There is still debate in the West and elsewhere if the West is one hundred percent secular or founded on Christian ethics, morality and values. In social reality, say Britain, the nursery of democracy and also of ‘secularism’ has no written constitution and mainly governed by Conventions and Usages that are all based on Christian Values, Ethics and Morality. But whatever amount of secularism is now practiced there that has been doing more harm than good. Their family values have eroded, institution of marriage is a despised thing, living together without marriage and wedlock is common thing there, illegitimate child is not considered anything bad as such. These have spread in the name of ‘freedom and secularism’ and hostility towards religious ethics and moral values. Or in other words, these are the widespread vices in the West; they cannot be anything other than serious vices for they have been destabilizing natural bondage of family values and human society and creating new chaos every day. Fortunately Muslim societies are still largely free from these social vices not for ‘benefit’ of secular education, much less for science and technology, but for integrated learning curriculum as the Madarasa education provides.
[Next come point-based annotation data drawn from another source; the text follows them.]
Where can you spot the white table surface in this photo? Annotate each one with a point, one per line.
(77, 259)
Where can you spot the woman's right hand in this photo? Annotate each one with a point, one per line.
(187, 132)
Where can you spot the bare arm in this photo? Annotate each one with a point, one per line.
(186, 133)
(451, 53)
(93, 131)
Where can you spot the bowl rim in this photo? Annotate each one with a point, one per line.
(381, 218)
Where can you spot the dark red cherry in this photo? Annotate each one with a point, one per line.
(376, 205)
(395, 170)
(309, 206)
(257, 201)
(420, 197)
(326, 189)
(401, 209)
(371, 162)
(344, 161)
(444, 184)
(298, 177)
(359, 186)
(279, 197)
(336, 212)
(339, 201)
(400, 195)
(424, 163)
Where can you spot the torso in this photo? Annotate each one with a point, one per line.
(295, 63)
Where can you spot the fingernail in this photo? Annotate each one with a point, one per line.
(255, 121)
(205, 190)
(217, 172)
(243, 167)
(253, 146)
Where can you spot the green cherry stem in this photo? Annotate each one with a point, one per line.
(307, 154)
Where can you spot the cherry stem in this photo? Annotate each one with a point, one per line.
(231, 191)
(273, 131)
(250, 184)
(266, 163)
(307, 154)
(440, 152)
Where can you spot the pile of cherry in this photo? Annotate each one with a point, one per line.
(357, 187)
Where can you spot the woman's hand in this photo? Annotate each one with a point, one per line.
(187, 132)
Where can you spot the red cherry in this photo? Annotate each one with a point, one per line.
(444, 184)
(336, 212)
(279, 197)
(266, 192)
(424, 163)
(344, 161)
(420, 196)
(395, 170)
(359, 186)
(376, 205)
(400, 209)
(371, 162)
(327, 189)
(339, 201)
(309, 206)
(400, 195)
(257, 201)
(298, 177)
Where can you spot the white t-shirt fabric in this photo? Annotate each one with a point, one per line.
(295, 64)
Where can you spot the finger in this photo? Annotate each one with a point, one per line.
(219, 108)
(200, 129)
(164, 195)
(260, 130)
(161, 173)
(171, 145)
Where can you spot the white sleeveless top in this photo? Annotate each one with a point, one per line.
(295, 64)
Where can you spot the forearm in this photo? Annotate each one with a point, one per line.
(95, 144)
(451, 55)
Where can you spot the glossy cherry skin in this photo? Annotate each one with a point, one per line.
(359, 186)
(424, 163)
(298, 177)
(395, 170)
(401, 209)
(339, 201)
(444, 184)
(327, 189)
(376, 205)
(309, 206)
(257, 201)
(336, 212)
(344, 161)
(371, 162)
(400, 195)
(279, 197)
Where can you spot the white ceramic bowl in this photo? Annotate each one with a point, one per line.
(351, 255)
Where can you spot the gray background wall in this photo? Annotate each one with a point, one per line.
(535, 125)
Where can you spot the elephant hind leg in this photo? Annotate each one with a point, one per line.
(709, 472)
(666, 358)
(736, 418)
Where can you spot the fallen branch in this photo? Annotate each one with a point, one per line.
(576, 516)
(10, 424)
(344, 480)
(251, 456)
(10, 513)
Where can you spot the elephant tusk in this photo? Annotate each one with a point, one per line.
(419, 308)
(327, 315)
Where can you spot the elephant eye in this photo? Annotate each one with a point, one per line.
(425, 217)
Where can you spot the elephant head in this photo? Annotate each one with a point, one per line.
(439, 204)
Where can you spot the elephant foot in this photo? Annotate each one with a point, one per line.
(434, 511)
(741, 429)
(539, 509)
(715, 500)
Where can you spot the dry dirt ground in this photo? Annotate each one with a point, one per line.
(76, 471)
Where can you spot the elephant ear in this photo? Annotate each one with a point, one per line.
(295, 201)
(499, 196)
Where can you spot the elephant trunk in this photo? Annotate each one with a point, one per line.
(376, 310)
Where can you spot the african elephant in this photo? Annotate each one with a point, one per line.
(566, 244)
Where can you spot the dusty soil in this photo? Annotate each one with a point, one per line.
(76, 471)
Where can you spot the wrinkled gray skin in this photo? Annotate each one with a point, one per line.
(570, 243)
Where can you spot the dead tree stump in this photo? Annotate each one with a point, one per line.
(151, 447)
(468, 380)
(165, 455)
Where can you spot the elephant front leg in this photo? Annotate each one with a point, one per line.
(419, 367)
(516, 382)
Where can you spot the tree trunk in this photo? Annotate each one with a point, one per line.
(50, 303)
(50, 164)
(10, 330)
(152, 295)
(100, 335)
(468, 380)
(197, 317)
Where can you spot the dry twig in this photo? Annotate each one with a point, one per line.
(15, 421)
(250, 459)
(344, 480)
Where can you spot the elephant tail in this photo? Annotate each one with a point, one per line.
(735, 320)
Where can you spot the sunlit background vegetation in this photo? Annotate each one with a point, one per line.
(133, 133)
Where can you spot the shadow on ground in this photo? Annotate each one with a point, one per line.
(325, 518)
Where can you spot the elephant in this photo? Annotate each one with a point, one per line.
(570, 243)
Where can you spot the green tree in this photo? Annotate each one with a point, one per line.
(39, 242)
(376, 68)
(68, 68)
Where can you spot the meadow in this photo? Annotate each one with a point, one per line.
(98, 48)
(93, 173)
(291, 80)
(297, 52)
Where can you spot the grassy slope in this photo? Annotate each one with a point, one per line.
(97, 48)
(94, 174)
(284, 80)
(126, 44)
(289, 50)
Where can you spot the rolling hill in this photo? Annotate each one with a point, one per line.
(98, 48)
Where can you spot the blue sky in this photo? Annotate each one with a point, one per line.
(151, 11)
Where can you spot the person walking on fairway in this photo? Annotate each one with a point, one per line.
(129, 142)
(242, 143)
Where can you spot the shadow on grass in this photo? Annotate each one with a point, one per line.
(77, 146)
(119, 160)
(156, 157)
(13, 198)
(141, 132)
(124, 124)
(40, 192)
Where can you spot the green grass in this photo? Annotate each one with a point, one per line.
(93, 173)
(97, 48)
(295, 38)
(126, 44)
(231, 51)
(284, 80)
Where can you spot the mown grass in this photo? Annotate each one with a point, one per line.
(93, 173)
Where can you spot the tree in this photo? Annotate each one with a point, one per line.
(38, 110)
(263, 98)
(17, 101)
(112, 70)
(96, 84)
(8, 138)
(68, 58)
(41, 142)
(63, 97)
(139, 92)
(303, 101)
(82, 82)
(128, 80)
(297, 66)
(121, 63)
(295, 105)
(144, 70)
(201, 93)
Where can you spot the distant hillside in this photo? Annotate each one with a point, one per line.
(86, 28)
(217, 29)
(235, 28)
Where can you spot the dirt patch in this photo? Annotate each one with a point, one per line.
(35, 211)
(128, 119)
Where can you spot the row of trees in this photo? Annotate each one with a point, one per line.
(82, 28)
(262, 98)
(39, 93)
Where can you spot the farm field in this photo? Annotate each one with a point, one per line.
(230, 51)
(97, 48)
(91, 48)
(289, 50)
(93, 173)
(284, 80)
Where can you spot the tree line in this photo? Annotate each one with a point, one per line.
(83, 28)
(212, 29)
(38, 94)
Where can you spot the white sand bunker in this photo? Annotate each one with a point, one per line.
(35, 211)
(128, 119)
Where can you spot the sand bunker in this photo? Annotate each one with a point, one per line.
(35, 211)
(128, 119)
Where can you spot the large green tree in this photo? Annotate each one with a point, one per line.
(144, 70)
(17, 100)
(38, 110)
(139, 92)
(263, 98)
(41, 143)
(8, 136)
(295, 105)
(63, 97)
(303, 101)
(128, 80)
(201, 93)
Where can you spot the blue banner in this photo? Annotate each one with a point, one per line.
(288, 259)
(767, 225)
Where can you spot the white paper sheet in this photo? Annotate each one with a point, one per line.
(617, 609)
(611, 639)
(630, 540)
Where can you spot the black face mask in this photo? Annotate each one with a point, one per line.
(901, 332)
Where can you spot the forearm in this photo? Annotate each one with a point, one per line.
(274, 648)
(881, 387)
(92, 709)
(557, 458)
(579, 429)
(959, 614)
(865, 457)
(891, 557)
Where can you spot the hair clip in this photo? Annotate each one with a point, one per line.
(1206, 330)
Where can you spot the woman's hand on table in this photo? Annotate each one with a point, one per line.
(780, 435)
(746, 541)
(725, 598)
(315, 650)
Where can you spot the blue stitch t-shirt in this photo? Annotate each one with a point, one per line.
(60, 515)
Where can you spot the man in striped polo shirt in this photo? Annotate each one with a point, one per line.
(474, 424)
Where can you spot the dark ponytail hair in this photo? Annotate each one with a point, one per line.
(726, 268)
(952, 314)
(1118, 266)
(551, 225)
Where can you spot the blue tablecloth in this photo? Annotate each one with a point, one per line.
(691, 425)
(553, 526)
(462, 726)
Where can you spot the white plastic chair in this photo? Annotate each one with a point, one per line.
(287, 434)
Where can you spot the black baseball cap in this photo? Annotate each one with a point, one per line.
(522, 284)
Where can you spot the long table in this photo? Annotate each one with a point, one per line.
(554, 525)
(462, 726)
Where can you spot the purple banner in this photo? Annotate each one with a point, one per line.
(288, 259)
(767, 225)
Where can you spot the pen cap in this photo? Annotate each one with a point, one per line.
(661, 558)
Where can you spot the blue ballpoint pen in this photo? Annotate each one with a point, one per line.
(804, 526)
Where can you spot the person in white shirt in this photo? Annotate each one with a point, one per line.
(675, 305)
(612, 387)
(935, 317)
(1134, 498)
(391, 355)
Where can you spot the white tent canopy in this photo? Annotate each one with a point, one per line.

Dishonest History Professors

In Bangladesh there are some dishonest historians and professors of History who as well found taking recourse to mutilating Muslim history in the recent days, obviously by the sponsorship of the then ‘Secularist’ government in as much as in school-college secular textbooks against alone Muslim history and proud legacy. One example I came across is a textbook written by three History Professors that mentioned in the text that the Muslim women following the Hindu widows used to get self immolation in the funeral pyres of dead husbands (See, Classes XI- XII History Textbook, published by the Open University in 1998/2000, p.135)! Funeral pyre is a common system for well off non-Muslims and not for Muslims. Muslims religiously take such burning of dead bodies in open as inhumanly beastly and religiously HARAM or forbidden. How could such Professors of History be given charge for framing textbooks?

Identity Question

The romanticism for closing down the Madarasa by not only the Professor but by the present Government that had the same intention in 1996-2001 but failed and also tried in some blanket way in removing almost all Muslim and Islamic symbols and insignia from government institutions during 1972-75 remains there as self immolating so far as Islamic beliefs and values were concerned. They did not only scrap off the Quarnic inspirational Ayahs from the emblem of say, Dhaka University (RABBI JIDNEE ILMA- Oh Lord Creator, expand my knowledge), and from the Dhaka Education Board the previous emblem (IQRA BISME RABBIKAL LAZI KHALAQ- Read in the name of thy Creator Allah), apart from leaving off Quran Tilawat at the very onset of independence and outset of 1972 but modified later on due to public pressure the abandonment with reciting along with other religious books. These misdeeds of identity scrapping away of the Muslims alone and not of other religious people had all been prompted by the academicians as one renowned Professor (Later on died as national Professor and buried in national honor) frankly admitted to me sometime before his death that it was he who proposed the abandoning the term ‘Muslim’ from the appellation of the Jahangirnagar (Muslim) University (Savar), as the then Government did for the Salimullah Muslim Hall, Fazlul Haq Muslim Hall of Dhaka University, etc. To make the long story short it may safely be concluded that the game of sham secularization and so the intent to close down the Madarasa is thus fraught with grave danger against the long established identity of the Muslims who constitute 90% of the 150 million population of Bangladesh as in 2009.